SANTA ANA, Calif., Aug. 8, 2005 (PRIMEZONE) -- ACME Communications, Inc. (Nasdaq:ACME), the nation's fourth largest affiliate group of the WB Television Network, today announced financial results for the second quarter of 2005.
ACME's net revenues for the second quarter were $12.3 million, up 1% from $12.2 million in net revenues for the second quarter of 2004. A 2% decline in station revenues was offset by a 300% increase in net revenues at The Daily Buzz, the Company's weekday morning news venture. The increase in The Daily Buzz revenues for the quarter was largely offset by increases in its production costs and third-party news costs associated with the increased station licensing activity. Broadcast cash flow for the quarter was $638,000 compared to broadcast cash flow of $1.1 million for the second quarter of 2004. EBITDA (as defined in Supplemental Table 1) was negative $161,000 compared to EBITDA of $203,000 in the second quarter of 2004. Results for the quarter also included a $1.2 million gain on the sale of the Company's Flint, Michigan construction permit in April. The Company's net loss for the second quarter of 2005 was $1.8 million compared to a $2.8 million net loss in the second quarter of 2004.
For the six month period ended June 30, 2005, net revenues increased 2% to $23.6 million compared to $23.2 million for the six months ended June 30, 2004. The revenue increase was driven by a 406% increase in net revenues at The Daily Buzz, offset by a 1% decrease in net revenues at our station group. Broadcast cash flow was $257,000 compared to $1.4 million in broadcast cash flow in the first six months of 2004, and EBITDA was negative $1.4 million compared to negative $432,000 for the six month 2004 period.

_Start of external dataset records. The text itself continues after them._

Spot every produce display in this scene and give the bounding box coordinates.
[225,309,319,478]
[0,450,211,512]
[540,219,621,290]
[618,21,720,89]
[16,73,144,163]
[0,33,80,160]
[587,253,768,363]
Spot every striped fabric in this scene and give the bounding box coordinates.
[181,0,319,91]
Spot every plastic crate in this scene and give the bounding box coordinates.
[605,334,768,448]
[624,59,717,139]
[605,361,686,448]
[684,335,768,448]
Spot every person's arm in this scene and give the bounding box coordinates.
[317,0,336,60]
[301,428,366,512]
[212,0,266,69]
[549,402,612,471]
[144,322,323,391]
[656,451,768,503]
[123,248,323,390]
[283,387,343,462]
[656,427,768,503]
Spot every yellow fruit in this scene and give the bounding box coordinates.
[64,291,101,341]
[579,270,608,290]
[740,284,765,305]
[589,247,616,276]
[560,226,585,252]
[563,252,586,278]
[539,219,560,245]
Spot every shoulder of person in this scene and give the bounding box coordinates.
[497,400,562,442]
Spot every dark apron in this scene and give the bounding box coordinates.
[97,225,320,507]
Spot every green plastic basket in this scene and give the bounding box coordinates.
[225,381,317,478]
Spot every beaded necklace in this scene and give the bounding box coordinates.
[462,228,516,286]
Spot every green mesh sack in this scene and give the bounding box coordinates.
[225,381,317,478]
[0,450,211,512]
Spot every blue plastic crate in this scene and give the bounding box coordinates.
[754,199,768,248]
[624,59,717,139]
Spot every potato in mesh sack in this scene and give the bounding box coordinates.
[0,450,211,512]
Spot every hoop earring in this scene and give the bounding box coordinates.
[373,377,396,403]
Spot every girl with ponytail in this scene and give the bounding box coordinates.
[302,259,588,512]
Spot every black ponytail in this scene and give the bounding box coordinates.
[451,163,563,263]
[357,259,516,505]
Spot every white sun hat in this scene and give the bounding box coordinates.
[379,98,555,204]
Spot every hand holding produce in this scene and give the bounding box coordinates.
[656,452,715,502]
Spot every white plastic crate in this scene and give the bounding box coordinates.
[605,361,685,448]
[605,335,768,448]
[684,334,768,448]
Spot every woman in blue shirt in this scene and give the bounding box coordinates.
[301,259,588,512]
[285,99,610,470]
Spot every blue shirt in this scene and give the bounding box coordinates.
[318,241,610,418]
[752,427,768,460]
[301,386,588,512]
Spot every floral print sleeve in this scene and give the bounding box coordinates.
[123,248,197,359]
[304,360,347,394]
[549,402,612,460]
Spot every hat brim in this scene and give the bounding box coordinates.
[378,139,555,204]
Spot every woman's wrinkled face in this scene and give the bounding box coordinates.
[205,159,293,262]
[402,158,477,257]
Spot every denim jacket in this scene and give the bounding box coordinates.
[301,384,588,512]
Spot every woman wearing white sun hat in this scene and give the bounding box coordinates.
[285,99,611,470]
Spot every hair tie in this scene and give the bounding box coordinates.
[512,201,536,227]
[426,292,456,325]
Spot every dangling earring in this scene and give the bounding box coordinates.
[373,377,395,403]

The decline in broadcast cash flow results for both the second quarter and six months ended June 30, 2005 compared to year earlier periods reflects flat station revenues due to ratings declines at several of our stations and a weaker than expected national advertising marketplace, against 1-3% increases in the station group's cash operating expenses.
Jamie Kellner, ACME's Chairman and CEO, commented, "Our stations continue to face a challenging national advertising environment and soft ratings at the WB Network. We are pleased with the strong growth of The Daily Buzz during the second quarter, and continue to pursue increased distribution for the program. We are also cautiously optimistic that the WB Network will rebound with the launch of its new programming lineup in the Fall. In the meantime, we remain committed to exploring all strategic options that are available to the Company, as illustrated by our agreement to divest KUWB-TV in Salt Lake City, which was announced separately today. The transaction provides the Company with added financial flexibility, and is in-line with our plan to monetize underperforming assets within our station portfolio."
Liquidity and Debt
Unrestricted cash on hand as of June 30, 2005 was $1.1 million. The Company's total debt as of June 30, 2005, including obligations for capital leases, was $49.5 million compared to $45.5 million at December 31, 2004. As of June 30, 2005, the Company had approximately $22.5 million remaining availability under its senior credit facility and was in compliance with all of the covenants contained in both its senior revolving and second-lien credit facilities. Due to lower than expected revenues, the Company will not meet its EBITDA covenants contained in these credit facilities beginning with the third quarter of 2005. The Company expects to renegotiate its covenants with its lenders before the end of the third quarter.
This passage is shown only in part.